One note: in the original post, not only are the values being tested coming from NumPy's arange, but round(x[i],1) is testing *NumPy's* rounding functionality, not Python's. x[i] has type np.float64, and while np.float64 does inherit from Python's float, it also overrides float.__round__ with its own implementation (that essentially amounts to scale-by-power-of-ten, round-to-nearest-int, unscale, just like Python used to do in the bad old days). So errors from arange plus NumPy's non-correctly-rounded round means that all bets are off on what happens for values that _look_ as though they're ties when shown in decimal, but aren't actually ties thanks to the what-you-see-is-not-what-you-get nature of binary floating-point.
On arange in particular, I've never looked closely into the implementation; it's never noticeably not been "close enough" (i.e., accurate to within a few ulps either way), and I've never needed it or expected it to be perfectly correctly rounded. Now that it's been brought up, I'll take a look. (But that shouldn't keep this issue open, since that's a pure NumPy issue.)

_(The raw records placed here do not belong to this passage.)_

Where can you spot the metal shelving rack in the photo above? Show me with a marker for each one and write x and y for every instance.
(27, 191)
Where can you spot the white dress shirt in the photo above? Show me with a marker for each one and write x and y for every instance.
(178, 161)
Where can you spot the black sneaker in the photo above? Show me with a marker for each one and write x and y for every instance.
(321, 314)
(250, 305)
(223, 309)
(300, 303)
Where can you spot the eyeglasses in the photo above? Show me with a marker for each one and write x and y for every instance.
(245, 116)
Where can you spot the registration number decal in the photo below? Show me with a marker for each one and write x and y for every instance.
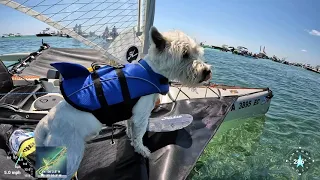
(246, 104)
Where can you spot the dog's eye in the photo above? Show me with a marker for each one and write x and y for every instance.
(185, 54)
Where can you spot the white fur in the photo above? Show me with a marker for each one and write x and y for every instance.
(67, 126)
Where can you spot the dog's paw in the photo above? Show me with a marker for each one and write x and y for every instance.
(141, 149)
(129, 133)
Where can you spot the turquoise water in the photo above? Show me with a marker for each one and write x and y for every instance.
(258, 148)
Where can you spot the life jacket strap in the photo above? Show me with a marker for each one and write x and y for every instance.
(99, 91)
(123, 85)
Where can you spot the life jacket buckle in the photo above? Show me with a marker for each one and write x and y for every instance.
(119, 66)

Honestly, given the usual floating-point imprecision issues, I'm surprised that the balance is coming out as evenly as it is in Tim's and Steven's experiments. I can see why it might work for a single binade, but I'm at a loss to explain why you'd expect a perfect balance across several binades.

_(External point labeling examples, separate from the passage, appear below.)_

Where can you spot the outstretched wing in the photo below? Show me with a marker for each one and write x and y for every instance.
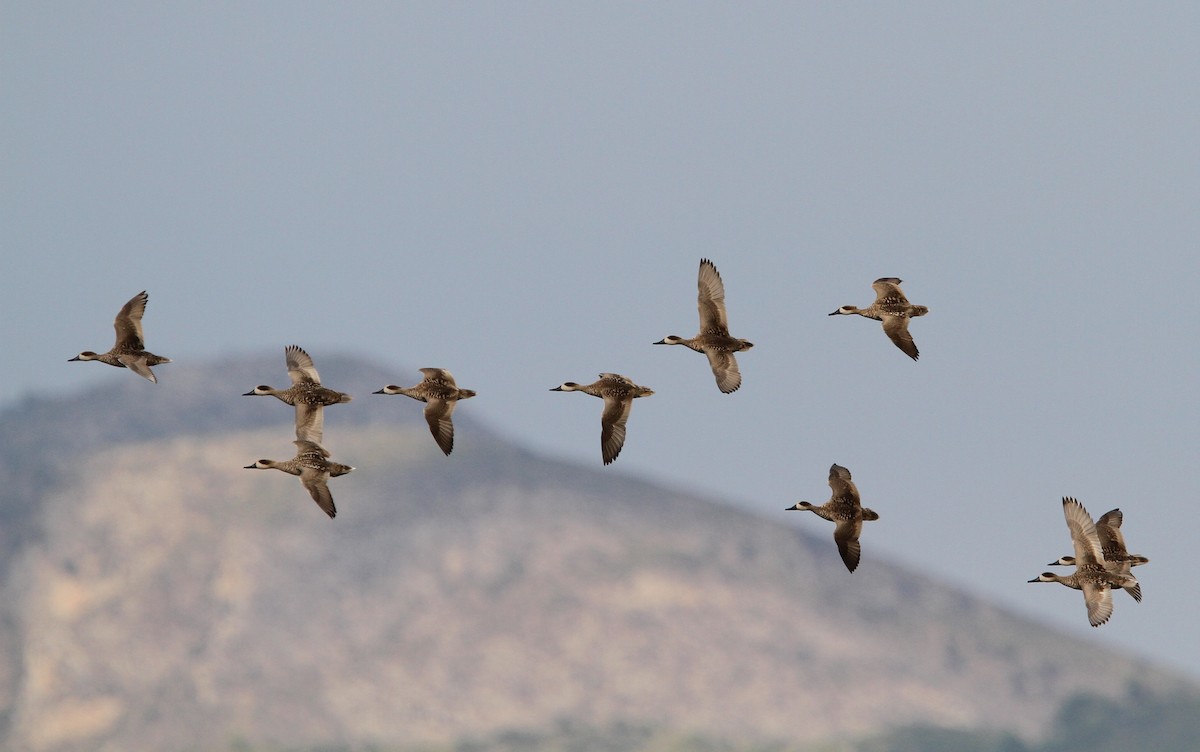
(843, 487)
(438, 374)
(612, 427)
(897, 329)
(310, 422)
(725, 368)
(887, 292)
(318, 488)
(129, 324)
(1099, 602)
(437, 415)
(846, 534)
(300, 366)
(1083, 533)
(712, 299)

For example: if you're looking at values of the form 0.xx5 in the binade [0.5, 1.0], and rounding those to two decimal places, you'd expect perfect parity, because if you pair the values from [0.5, 0.75] with the reverse of the values from [0.75, 1.0], in each pair exactly one of the two values will round up, and one down (the paired values always add up to *exactly* 1.5, with no rounding, so the errors from the decimal-to-binary rounding will always go in opposite directions). For example 0.505 rounds up, and dually 0.995 rounds down. (But whether the pair gives (up, down) or (down, up) will depend on exactly which way the rounding went when determining the nearest binary64 float, so will be essentially unpredictable.)
>>> test_values = [x/1000 for x in range(505, 1000, 10)]
>>> len(test_values) # total count of values
50
>>> sum(round(val, 2) > val for val in test_values) # number rounding up
25
But then you need to make a similar argument for the next binade down: [0.25, 0.5] (which doesn't work at all in this case, because that binade contains an odd number of values).
Nevertheless, this *does* seem to work, and I haven't yet found a good explanation why. Any offers?
>>> k = 8
>>> test_values = [x/10**(k+1) for x in range(5, 10**(k+1), 10)]
>>> sum(round(val, k) > val for val in test_values)
50000000
BTW, yes, I think this issue can be closed. |